Karpowicz works in the lab of Harvard Stem Cell Institute Affiliated Faculty member Norbert Perrimon, PhD, the James Stillman Professor of Developmental Biology in the Harvard Medical School Department of Genetics.

Source: The Circadian Clock Gates the Intestinal Stem Cell Regenerative State. Cell Reports. April 25, 2013.

Healthy Stem Cells Generated From Terminally Ill Patients with Pearson Marrow Pancreatic Syndrome

Using a difficult laboratory technique, HSCI physicain-researchers have isolated genetically healthy stem cells from patients with Pearson Marrow Pancreas Syndrome (PS), a generally fatal infant blood disorder with less than a hundred reported cases worldwide. Children with PS experience a range of symptoms, most notably: anemia, decreased organ function, and difficulty absorbing nutrients and gaining weight. Blood transfusions can prolong life, but once diagnosed, a PS patient isn't expected to make it past his or her fifth birthday.

HSCI Principal Faculty member Suneet Agarwal, MD, PhD, at Boston Children's Hospital, is one of only a few physicians in the United States actively researching rare blood disorders like PS. "At Children's, I get exposed to these diseases because of our referrals from around the country and around the world to care for these patients," he said.

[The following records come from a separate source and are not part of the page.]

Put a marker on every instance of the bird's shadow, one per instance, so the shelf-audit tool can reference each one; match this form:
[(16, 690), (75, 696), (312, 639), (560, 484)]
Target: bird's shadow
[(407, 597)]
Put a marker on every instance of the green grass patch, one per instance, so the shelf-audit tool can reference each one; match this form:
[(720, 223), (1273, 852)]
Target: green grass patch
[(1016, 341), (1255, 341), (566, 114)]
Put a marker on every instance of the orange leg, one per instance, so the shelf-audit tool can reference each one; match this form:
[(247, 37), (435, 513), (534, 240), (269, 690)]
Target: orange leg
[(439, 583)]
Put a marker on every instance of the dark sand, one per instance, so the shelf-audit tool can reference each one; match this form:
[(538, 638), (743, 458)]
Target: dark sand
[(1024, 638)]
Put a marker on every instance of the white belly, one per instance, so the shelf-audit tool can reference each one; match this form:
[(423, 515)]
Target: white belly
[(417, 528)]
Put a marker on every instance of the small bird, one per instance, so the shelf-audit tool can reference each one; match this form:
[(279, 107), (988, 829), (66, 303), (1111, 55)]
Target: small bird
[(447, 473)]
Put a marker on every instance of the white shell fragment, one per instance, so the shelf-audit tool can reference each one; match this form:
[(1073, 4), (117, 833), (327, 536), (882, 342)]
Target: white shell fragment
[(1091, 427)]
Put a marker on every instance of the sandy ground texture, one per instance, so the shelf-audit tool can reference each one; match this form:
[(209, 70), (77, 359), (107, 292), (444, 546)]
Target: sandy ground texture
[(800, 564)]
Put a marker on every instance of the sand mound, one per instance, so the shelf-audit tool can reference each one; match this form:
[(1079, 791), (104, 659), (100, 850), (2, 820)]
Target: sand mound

Pearson Marrow Pancreas Syndrome is caused by a deletion of a specific region of a person's mitochondrial DNA. In addition to a complete set of parental chromosomes, all human cells carry additional genes in their mitochondria, mostly dedicated to energy production. In PS, varying levels of mutant mitochondrial DNA in different cells determines the severity of symptoms for individuals with the disease, leading to a diagnosis with no sure prognosis.

Curious to learn more about PS at the molecular level, Agarwal's lab, in collaboration with HSCI Executive Committee member George Daley, MD, PhD, reprogrammed cells from patients into induced pluripotent stem cells. Despite technical challenges and due to the mixture of affected mitochondria found in patients, Agarwal was able to isolate stem cells that had no mutant mitochondrial DNA. "While making these manipulations, all of a sudden, in our hands is something genetically identical to the patient, a living cell, that doesn't have the defect anymore," he said, "so it essentially corrected itself."

With the support of a 2013 HSCI Seed Grant, Agarwal plans to investigate whether his technical achievement can translate into patient therapies.